Hard times with packages and instances

Kay Schluehr kay.schluehr at gmx.net
Fri May 6 04:31:48 EDT 2005


Fredrik Lundh wrote:
> Kay Schluehr wrote:
>
> > > if you manage to import the same thing multiple times, you'll
have
> > > multiple class objects representing the same source code, and is-
> > > instance won't work properly.
> >
> > Importing a class/module multiple times does not cause the problem.
> > Writing
> >
> >   import ForeignPackage.B as B1
> >   import ForeignPackage.B as B2
>
> that doesn't import it more than once; Python uses a cache to hold
> modules, but the cache only works if Python can be sure that the
> modules are the same thing, based on the information in the *import*
> statement.  in this case, "ForeignPackage.B" is clearly the same
thing
> as "ForeignPackage.B".

Yes, that's what I did expect.

> if you change the path around (in your case, by adding MyPackage to
> the path, rather than relying on path-relative import), you'll
introduce
> multiple ways to import the same module, and the cache won't work
> properly.  and when the cache doesn't work, isinstance breaks down
> for the reason I stated.

Exactly. "ForeignPackage.B" and "MyPackage.ForeignPackage.B" are two
paths pointing to the same module but it will be imported twice because
the cache does not lookup a strong name ( e.g. a hash of the module )
but the import path.
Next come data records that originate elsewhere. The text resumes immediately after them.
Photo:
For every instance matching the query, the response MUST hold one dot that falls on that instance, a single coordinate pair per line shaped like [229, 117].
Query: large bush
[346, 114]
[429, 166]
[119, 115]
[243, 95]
This may also be the reason why it is not possible
to import a module in an interactive session, than edit it and finally
re-import it into the same running session. The hash value would have
been changed but the path remains the same.

>
> > Flattening the package structure would solve the problem as well as
> > destroying all file-system based packages and abandon them from
Python.
>
> well, packages for just fine for me.

In some cases they do, in other they don't. The __me__.py module comes
from working with ClearCase where the Python package is not installed
by an installation routine relative to an existing Python path. The
package has to recognize it's own position somewhere relative to the
virtual directory which can be arbitrary. Installing the package under
site-packages/ is a no go.

> if you cannot get them to work,
> maybe you should stop doing things that don't work.

For shure, but people tend to do workarounds. So I did.